All teasing aside, “Robot Chicken” is the brainchild of Seth Green (Scott Evil in the “Austin Powers” series) and Matthew Senreich. The only apparent plotline I can discern appears in the opening credits of each episode, where a mad scientist rebuilds a dead chicken he finds lying in the street with robotic parts and forces him to watch TV. Adultswim.com labels the show as “Old-school stop motion animation and fast-paced satire.where action figures find new life as players in frenetic sketch comedy.it’s television formulated for the Attention Deficit Disorder generation.”

Each 12 minute episode (on the 20 episode DVD) is divided up into a number of fast-moving segments, ranging from 10 seconds to five minutes, where action figures and claymations of pop culture “icons” such as Superman and the A-Team appear in various off-the-wall sketches.
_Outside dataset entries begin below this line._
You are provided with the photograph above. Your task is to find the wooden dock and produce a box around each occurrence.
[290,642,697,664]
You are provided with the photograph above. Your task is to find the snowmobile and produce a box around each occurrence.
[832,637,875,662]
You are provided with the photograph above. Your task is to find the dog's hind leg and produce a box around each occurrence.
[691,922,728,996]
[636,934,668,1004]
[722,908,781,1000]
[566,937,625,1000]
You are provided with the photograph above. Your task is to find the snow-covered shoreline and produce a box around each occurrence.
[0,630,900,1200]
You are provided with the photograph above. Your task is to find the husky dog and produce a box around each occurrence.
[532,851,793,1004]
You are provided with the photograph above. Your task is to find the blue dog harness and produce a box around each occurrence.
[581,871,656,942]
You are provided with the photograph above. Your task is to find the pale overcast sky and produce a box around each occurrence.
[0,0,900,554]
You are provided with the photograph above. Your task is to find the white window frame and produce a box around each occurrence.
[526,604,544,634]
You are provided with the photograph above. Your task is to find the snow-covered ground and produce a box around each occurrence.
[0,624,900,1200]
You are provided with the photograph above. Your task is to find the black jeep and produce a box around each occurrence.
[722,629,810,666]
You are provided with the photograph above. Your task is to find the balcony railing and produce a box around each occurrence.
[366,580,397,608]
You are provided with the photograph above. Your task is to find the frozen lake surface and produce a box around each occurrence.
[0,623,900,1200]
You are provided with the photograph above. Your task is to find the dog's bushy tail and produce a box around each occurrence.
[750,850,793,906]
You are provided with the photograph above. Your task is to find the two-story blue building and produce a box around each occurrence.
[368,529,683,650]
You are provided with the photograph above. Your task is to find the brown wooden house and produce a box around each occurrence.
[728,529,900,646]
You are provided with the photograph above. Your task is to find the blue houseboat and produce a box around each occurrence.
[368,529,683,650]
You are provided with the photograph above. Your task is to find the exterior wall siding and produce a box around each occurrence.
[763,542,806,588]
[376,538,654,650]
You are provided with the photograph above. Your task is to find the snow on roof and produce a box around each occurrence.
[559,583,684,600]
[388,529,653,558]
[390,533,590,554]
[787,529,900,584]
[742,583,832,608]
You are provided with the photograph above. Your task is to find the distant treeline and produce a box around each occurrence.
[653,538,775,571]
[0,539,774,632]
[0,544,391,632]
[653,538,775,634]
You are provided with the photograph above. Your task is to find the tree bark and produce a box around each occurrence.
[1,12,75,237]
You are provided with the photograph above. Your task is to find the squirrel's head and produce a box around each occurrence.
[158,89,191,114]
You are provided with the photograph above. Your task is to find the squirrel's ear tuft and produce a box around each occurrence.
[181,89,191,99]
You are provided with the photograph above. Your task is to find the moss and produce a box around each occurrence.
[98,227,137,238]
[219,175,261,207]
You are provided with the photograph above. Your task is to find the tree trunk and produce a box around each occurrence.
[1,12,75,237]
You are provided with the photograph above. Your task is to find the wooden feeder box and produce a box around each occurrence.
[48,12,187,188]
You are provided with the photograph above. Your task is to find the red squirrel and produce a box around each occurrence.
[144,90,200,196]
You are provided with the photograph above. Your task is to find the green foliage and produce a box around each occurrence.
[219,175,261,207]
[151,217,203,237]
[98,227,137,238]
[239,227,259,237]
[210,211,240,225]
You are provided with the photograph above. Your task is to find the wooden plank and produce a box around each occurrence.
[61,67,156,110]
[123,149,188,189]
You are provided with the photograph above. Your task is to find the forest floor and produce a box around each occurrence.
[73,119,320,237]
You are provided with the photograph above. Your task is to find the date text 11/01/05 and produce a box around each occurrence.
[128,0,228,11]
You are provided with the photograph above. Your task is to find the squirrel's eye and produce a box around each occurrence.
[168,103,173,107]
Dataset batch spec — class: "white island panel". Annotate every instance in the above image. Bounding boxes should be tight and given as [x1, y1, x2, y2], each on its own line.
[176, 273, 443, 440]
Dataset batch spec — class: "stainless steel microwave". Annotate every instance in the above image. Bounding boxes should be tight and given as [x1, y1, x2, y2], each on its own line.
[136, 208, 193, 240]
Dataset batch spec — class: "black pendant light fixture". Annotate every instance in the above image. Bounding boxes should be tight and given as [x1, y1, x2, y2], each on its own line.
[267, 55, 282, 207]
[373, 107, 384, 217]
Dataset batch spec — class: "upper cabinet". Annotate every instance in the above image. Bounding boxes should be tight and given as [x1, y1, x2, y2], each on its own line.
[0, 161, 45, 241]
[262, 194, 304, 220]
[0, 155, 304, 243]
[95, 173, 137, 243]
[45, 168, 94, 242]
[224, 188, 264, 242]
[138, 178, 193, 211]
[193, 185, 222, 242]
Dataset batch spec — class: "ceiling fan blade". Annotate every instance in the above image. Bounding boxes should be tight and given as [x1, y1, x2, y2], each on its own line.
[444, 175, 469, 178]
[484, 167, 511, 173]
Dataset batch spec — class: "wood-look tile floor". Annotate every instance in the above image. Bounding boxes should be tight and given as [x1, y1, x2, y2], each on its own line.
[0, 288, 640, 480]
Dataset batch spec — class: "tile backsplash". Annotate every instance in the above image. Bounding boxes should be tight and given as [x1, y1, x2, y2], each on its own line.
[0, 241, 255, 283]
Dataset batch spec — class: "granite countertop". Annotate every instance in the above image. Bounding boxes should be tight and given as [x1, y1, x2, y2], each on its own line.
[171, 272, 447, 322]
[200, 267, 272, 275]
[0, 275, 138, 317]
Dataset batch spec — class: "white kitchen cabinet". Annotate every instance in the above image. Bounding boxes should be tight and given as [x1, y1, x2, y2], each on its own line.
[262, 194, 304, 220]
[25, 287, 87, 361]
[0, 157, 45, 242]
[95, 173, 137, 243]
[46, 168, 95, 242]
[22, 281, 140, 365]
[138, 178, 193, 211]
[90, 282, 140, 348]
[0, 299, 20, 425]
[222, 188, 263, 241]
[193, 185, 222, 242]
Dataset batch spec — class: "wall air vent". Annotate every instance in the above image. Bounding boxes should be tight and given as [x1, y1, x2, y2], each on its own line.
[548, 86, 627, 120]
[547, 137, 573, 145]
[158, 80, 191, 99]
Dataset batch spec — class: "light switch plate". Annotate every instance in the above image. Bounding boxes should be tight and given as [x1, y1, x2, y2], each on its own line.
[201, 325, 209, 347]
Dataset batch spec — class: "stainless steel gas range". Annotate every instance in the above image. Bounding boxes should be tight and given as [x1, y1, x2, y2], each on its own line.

For example, the first episode, titled “The Deep End” features a segment called “Real World: Metropolis,” in which superheroes such as Batman, Wonder Woman and the Incredible Hulk live together in true MTV fashion. Mayhem ensues.

Other vignettes include Ryan Seacrest in “Zombie Idol” and “Unsolved Mysteries: Who Killed Christmas?” featuring the claymation characters from the Christmas classic, “Year Without a Santa Claus.” Some of the sketches are genuinely funny, with witty takes on the absurdities of American pop culture, while some fall flat, with potty humor and mindless violence.

My take on the show is that if you’re going to make a show out of short cartoon sketches, each and every one should be laugh out loud funny. If some only bring very limited laughter, then that brings the overall quality of the show down greatly. Unfortunately, the majority of the segments do flop. Therefore, “Robot Chicken Season One” gets a poultry – I mean paltry-C-.